Lido has become the current market leader in the field of liquidity staking markets, with a total staked asset value of $12 billion. This number has increased by 38% year-on-year and by 105% over the past 180 days.

Over the past 30 days, Lido has generated $60.4 million in fees and earned 10% of that, or $6.04 million, in revenue. This revenue is split 50/50 between node operators and the Lido DAO.

Avalanche is a Layer 1 blockchain that competes with Ethereum by prioritizing scalability and faster transaction speeds.
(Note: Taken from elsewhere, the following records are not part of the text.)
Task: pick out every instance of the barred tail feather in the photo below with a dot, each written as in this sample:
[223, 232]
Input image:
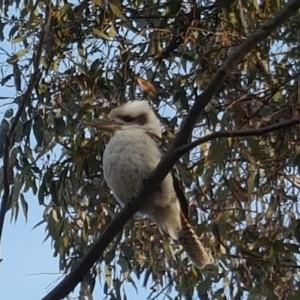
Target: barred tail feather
[193, 247]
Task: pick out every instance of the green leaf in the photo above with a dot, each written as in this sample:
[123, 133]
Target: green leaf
[4, 127]
[24, 205]
[14, 58]
[18, 183]
[9, 113]
[38, 131]
[98, 32]
[17, 77]
[118, 13]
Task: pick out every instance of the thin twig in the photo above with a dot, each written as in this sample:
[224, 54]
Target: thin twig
[24, 100]
[236, 133]
[116, 225]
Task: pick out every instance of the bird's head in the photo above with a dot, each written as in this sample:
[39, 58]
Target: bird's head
[132, 114]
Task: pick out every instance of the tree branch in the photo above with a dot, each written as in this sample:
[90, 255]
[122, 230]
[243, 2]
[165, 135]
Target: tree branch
[24, 100]
[116, 225]
[235, 133]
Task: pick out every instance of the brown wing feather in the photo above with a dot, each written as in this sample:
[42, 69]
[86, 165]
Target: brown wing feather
[176, 178]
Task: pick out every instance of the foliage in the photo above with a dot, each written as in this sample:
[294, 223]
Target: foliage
[243, 192]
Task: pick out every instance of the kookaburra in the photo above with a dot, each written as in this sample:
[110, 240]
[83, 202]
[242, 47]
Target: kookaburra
[131, 155]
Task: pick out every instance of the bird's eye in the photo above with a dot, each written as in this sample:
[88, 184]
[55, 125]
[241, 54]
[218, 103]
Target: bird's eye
[127, 119]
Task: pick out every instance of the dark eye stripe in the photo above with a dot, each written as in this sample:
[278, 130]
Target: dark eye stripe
[126, 119]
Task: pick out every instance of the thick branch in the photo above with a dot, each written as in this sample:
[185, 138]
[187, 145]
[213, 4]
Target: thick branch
[217, 81]
[116, 225]
[235, 133]
[25, 98]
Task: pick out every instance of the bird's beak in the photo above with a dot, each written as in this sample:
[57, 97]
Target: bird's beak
[106, 125]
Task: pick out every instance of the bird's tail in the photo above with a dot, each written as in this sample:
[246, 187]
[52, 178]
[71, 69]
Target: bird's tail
[193, 247]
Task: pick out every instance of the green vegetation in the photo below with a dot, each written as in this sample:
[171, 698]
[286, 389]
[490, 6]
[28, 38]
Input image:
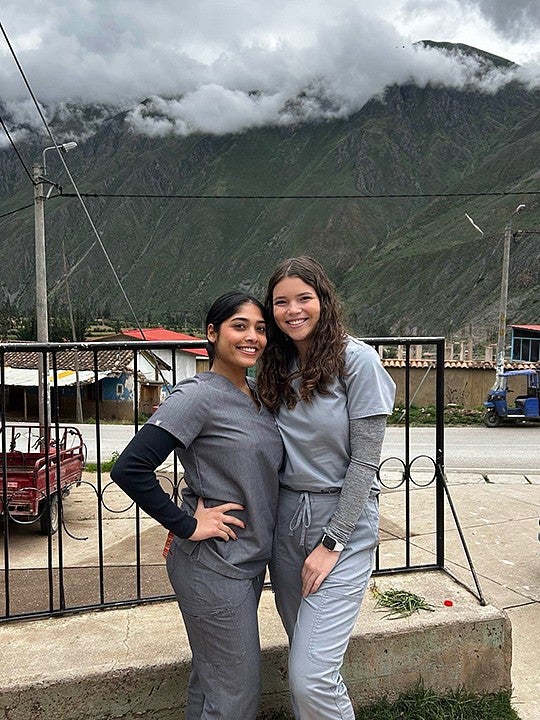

It uses a novel consensus algorithm that offers strong security, fast transaction finality, and high throughput while maintaining decentralization.

Principles:

1. Users pay 1 AVAX in transaction fees for a block
2. 1 AVAX is burned -> “stock buyback” that benefits all AVAX holders equally
3. Validators earn 0 AVAX from fees
4. Validators receive 2 AVAX (newly minted AVAX) from block rewards
5. Since validators have already received partial ownership from delegators, they must share their earnings with those AVAX holders

Final result:

1. 1 AVAX is burned
2. Validators receive 1 AVAX
3. AVAX holders who delegate stake receive 1 AVAX

Key points:

• On Avalanche, all transaction fees are burned, and validators’ only source of income is staking rewards. The burning mechanism, as a form of “stock buyback,” benefits all AVAX holders equally. Over the past 30 days, Avalanche’s average daily fees have been around $64,000.
• As a relatively new member of the blockchain space, Avalanche is issuing a large number of AVAX tokens to incentivize its validators. This approach is often used as a way to guide growth in the early stages of a platform. These incentives attract validators and stimulate growth and activity within the Avalanche ecosystem.
• Avalanche’s economic model may change in the future. Fee and reward structures are not set in stone and can be adjusted based on future governance decisions. Currently, 50% of the total supply of AVAX tokens is allocated as staking rewards for validators. This allocation plan is set to occur over a ten-year period from 2020 to 2030. As staking reward allocations eventually come to an end, we may see some portion of transaction fees redirected to validators in the future.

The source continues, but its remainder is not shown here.